マンション内のコミュニティ形成が「経年優化」につながる

──マンションの住民同士のコミュニティについても、このところ取り組みに力を入れているようですね。

藤林 マンション内のコミュニティは、東日本大震災での経験によって考え方が変化した経緯があります。それ以前はマンションというとプライバシーが守られ、隣の人を知らなくても暮らせる点がメリットとされる傾向が見られました。しかし震災をきっかけに、住民同士が助け合うことの大切さが見直され、マンションにも交流を促す施設や空間が求められるようになっています。

 昨年竣工した「パークタワー東雲」では一定層毎にミーティグスペースやドッグラン、ラウンジなどを設け、いざというときにはそこを防災拠点として住民が集まれる仕掛けを取り入れました。この物件は湾岸タワーマンションにおけるコミュニティづくりの、われわれによる一つの答えと言えるでしょう。

「パークタワー東雲」にはドッグラン、ラウンジなども設けられている
「パークタワー東雲」にはドッグラン、ラウンジなども設けられている

 ソフトの仕掛けとしては、入居時に居住者同士があいさつ会を行う「パークホームズグリーティング」を開催しています。入居時に居住者に集まってもらい、自己紹介やゲームなどで顔と名前を覚えてもらうイベントです。あるマンションでは入居時にパーティを開いた後、共用部にデザイナーのクラフト作品を飾って「あなたも作りませんか?」と呼びかけたところ、クラフト教室に多くの住民が参加して盛り上がったそうです。住民同士が交流できるきっかけづくりをお手伝いすることで、より豊かなコミュニティが形成され、ひいてはマンション全体が住み心地のよい環境になっていく。それこそが私達が目指す「経年優化」の考え方なのです。

コミュニティの大切さを教えてくれたサンシティの住民活動

──東日本大震災の以前にも、コミュニティ形成に成功したマンションはあるのでしょうか。

藤林 住民同士のコミュニティがマンションの居住環境を豊かにすることを教えてくれたのは、昭和50年代に分譲した板橋区の「サンシティ」です。総戸数が1800戸を超える、当時民間としてはかなり大規模な開発でした。敷地の中央に広場を設けてそこから各棟にアプローチする配棟とし、広場には森をつくって住民が憩えるようにしました。
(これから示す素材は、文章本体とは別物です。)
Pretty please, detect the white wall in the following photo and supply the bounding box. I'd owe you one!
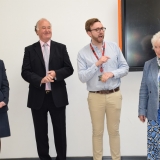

また共用施設として各棟に集会室を設けたり、木工や陶芸ができるスペースも設置しています。

 このサンシティでは入居後に住民同士の交流が活発となり、住民自らがボランティアで森の手入れをしたり、毎年お祭りが開かれたりするなどコミュニティがしっかりと根付いています。入居当時にまだ小さかった子どもが成長して独立した後に、30代後半になって自分たちが子育てするために戻ってくるケースも多いそうです。住民による植樹などの緑の活動は内閣総理大臣賞を受賞し、その受賞パーティにわれわれも招かれました。コミュニティをつくって自分達の街を守っていくという、経年優化の考え方が間違っていなかったことを実感しました。

 こうしたコミュニティ形成を核とした街づくりの発想は、その後のプロジェクトにも引き継がれています。例えば武蔵小杉ではタワーマンションを中心に、サンシティとは異なる街づくりが進められていますが、その中で防災活動をはじめとした今の住民の暮らしに合う新しいコミュニティをつくる試みが進められています。

親子・家族のコミュニティの多様化にも対応

──コミュニティの1つ目である家族の交流に関しては、新たな取り組みなどはあるのでしょうか。

藤林 このところの傾向として、親世帯と子世帯が同じマンションに住む「近居」のケースが目立ちます。様々な間取りタイプを擁するマンションで、例えば3LDKに子世帯が住み、親世帯が1LDKに住むといったケースです。親子が近くに住めば子世帯の子育てに親が協力したり、親の体が弱ったときに子が面倒を見たりするといったこともしやすくなるでしょう。

 今後は分譲マンションだけでなく、親子のどちらかが分譲住戸でもう片方が賃貸住戸に住むといった、ライフスタイルにも対応していく必要があるでしょう。

 その他にも、様々なライフスタイルに対応できるように、パークホームズ駒沢大学ザ レジデンスでは可動間仕切収納をフレキシブルに移動させることで住戸内の間仕切りを自由に変更できる「カナウプラン」を導入したり、パークホームズLaLa新三郷では住戸内の家族のコミュニティをテーマとした住空間デザインコンペを実施しています。昨年の第8回受賞作品は同マンション内に実際につくり、分譲しました。住戸の中央に「広がる通り道」と呼ばれる広い共有空間が広がり、家族同士が気配を感じながら暮らせる開放的なプランです。今後も建築家や学生などの斬新なアイデアを幅広く取り入れ、実際のマンションづくりに活かしていければと考えています。